/dutch-medical-wikipedia

Guide to download and extract Dutch medical wikipedia articles.

Primary LanguageShellGNU General Public License v3.0GPL-3.0

Dutch Medical Wikipedia

This repository documents how to download the dutch medical wikipedia.

1. Download all Dutch wikipedia articles

Dump file location: https://dumps.wikimedia.org/nlwiki

Wikipedia dump files are updated twice per month. Old versions are removed. It is recommended to use download the latest version, and include the file name in the download. For example, browse to 20200920/ and download nlwiki-20200920-pages-articles.xml.bz2 which is around 1.4GB.

There are also versions of the dump that are separated into separate files so that it is more suitable for parallel processing. This can cause some issues so it's recommended to use the complete -pages-articles.xml.bz2 file.

2. Download the medical categories

You can use the included categories_geneeskunde_depth4.txt file for this, or download the categories yourself using the following steps.

To select all medical Wikipedia articles, we use the top category for medical articles. In Dutch this is "Geneeskunde". However most dutch medical articles contain a more specific category, such as "Neurological condition" or "Cancer". Therefore, we use Wikipedia's Petscan to retrieve all categories that are related to the "Geneeskunde" category.
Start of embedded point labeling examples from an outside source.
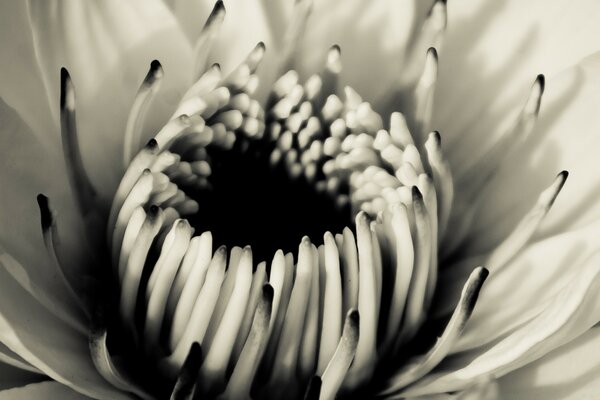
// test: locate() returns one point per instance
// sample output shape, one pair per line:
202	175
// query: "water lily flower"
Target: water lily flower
309	199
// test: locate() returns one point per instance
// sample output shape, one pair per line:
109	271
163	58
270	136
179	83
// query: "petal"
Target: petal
30	168
107	48
574	310
569	372
11	377
246	25
490	66
372	36
566	137
47	343
13	360
21	79
42	391
521	290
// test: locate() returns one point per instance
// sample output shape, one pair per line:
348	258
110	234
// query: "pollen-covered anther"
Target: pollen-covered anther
293	325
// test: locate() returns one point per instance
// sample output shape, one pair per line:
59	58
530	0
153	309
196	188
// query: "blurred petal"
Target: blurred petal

  1. Go to https://petscan.wmflabs.org
  2. Select language nl
  3. Select depth 4. If you set depth too low, you will miss articles, but if it's set too high, you will include many false positives. After testing a few different categories, I think depth 4 is most accurate while having a good coverage. Note that Wikipedia categories are in a graph structure, not a tree structure.
  4. Select the Page Properties tab, and make sure only "Categorie" Namespace is checked.
  5. Press Do it!. This resulted in 841 categories on October 13, 2020.
  6. Copy all categories to a .txt file. I did this by selecting the categories and copy/paste/reformat them using Atom and Excel. I saved it as categories_geneeskunde_depth4.txt and included it in this repository. Make sure the special characters are copied correctly. When I downloaded the categories directly as CSV, there were errors in copyting the special characters.
  • Copy all resulting category names to a text file, such as categories_geneeskunde_depth4. I did this by copy pasting the website data to Atom, to Excel, and then copy the correct values to a txt. When exporting to csv first, the special characters were copied incorrectly.

3. Download Wikiextractor

WikiExtractor is used extract all articles from the relevant categories. There were some issues with the latest stable release at the time of writing this document, and some fixes were necessary to correctly extract the categories, and make the code work with Dutch Wikipedia. Therefore, we use a fork of WikiExtractor in this project.

git clone -b stable_dutch --single-branch https://github.com/sandertan/wikiextractor/

TODO: Add fixes and customizable category to main repository.

4. Configure bash script to handle extracting and file naming

This is based on a Medium article.

Paths to set in extract_and_clean_wiki_dump.sh for your downloaded dump files and :

WIKI_DUMP_FILE_IN=nlwiki-20200901-pages-articles.xml.bz2
WIKI_DUMP_FILE_OUT=nlwiki_20200901_geneeskunde_depth4.txt
CATEGORIES_FILE=categories_geneeskunde_depth4.txt

5. Execute bash script

bash extract_and_clean_wiki_dump.sh

This process takes about 20 minutes using 4 cores.